We know that it is an ordinary resolution that needs to be passed because section 281(3) of the CA 2006 provides as follows: “Where a provision of the Companies Acts – (a) requires a resolution of a company, or of the members (or a class of members) of a company, and (b) does not specify what kind of resolution is required, what is required is an ordinary resolution unless the company’s articles require a higher majority (or unanimity)”.
Where, however, the buy back contract is approved by a special resolution (because, for example, the company’s articles require a higher majority or unanimity) or the company’s articles have been amended by special resolution to amend any provision restricting or prohibiting a share buy back, such resolution must be filed at Companies House within 15 days of being passed (in accordance with section 29 and 30 of the CA 2006). If the company’s articles have been amended, a copy of the new articles must also be filed at Companies House within 15 days of the amendments taking effect (as per section 26(1) of the CA 2006).
Written shareholder resolution breakdown
Where a company is proposing to purchase shares off-market, it must approve the contract for the purchase by a resolution of the company (unless the purchase is for the purposes of, or pursuant to, an employees’ share scheme) (as per section 694 of the CA 2006).
As stated above, given that the type of resolution required under section 694 of the CA 2006 is not specified, an ordinary resolution will suffice unless the company’s articles require a higher majority or unanimity (as per section 281(3) of the CA 2006). Note that there is no requirement to approve the buy back in general, only the purchase contract.
In accordance with section 696(2) (a) of the CA 2006, a copy of the buy back contract must be sent to each member at the same time as (or before) the written resolution is sent.
Under the ‘Agreement’ section, you can insert as many signature blocks as required depending on the shareholder base of the company.
If there are multiple selling shareholders, then this written shareholder resolution will need to be adapted and circulated to all eligible shareholders so as to approve each separate buy back contract and all resolutions will need to be filed at Companies House as explained above.
The circulation date is the date on which the written resolution is first sent to a member (as per section 290 of the CA 2006).

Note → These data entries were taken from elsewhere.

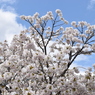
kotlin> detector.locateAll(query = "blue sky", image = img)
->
[0,0,95,70]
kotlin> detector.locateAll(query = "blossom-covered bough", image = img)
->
[0,9,95,95]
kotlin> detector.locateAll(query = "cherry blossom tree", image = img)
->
[0,9,95,95]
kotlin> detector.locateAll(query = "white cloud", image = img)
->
[87,0,95,9]
[0,0,16,4]
[0,9,25,42]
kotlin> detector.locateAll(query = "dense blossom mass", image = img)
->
[0,9,95,95]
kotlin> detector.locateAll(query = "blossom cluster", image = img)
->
[0,9,95,95]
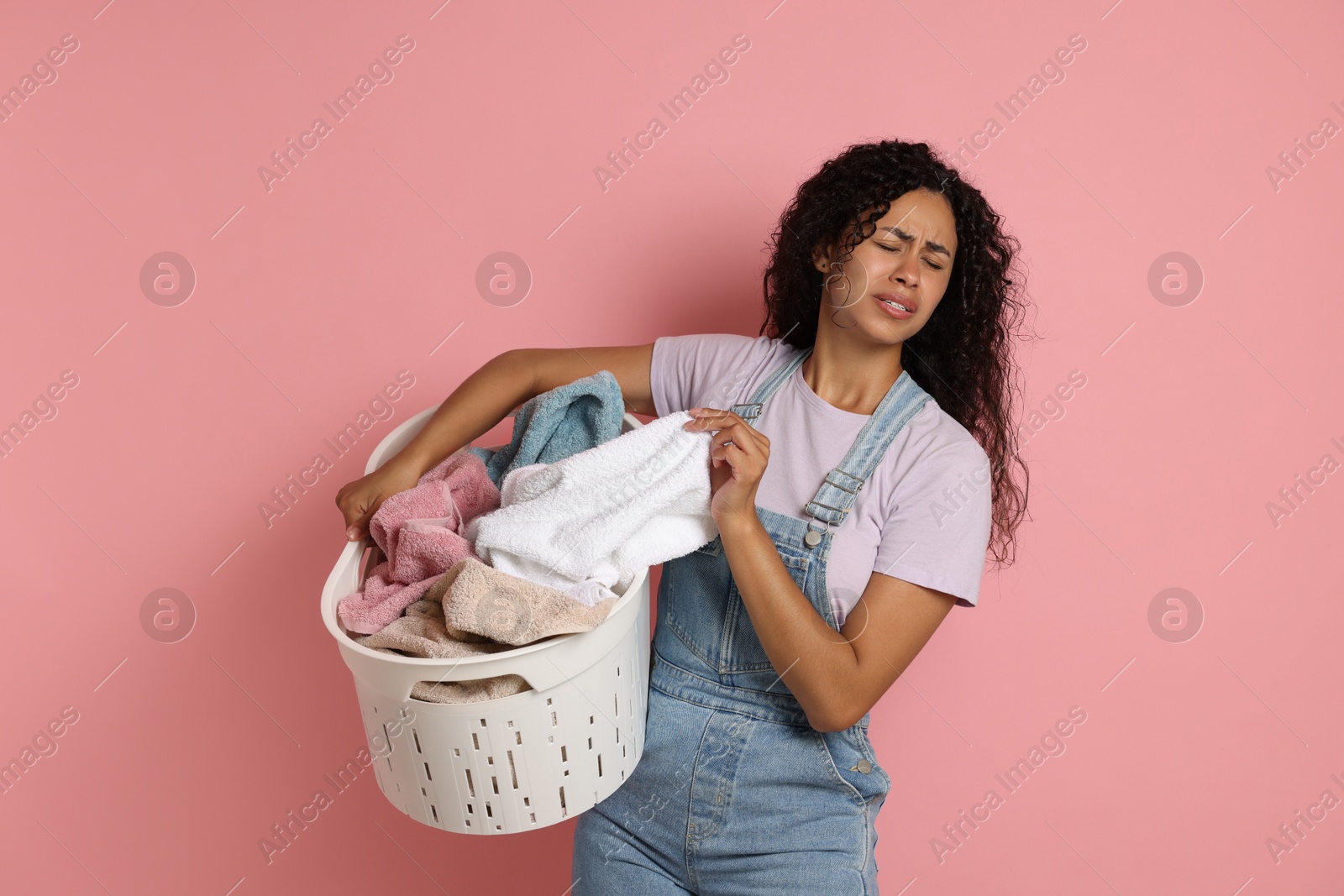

The lapse date will be the end of 28 days beginning with the circulation date unless a different lapse date is specified in the company’s articles (as per section 297 of the CA 2006).
A member holding shares to which the resolution relates is not an eligible member and, therefore, cannot vote on the resolution (as provided by section 695(2) of the CA 2006). This means that where a company is proposing to buy back shares from more than one shareholder and includes the proposed buy backs from each selling shareholder within the same resolution, none of the selling shareholders would be able to vote on such resolution. In such circumstances, it is advisable to set out the buy back of each shareholder in separate resolutions or pass a single resolution at a general meeting (where selling shareholders would be able to vote on a poll in respect of their shares that are not being bought back (section 695(3) CA 2006).
As explained above, where a company has a sole shareholder, the buy back must be approved by means of a resolution passed at a general meeting (albeit that there will only be one shareholder at such meeting) as the sole shareholder would not be an eligible member (section 695(2) CA 2006).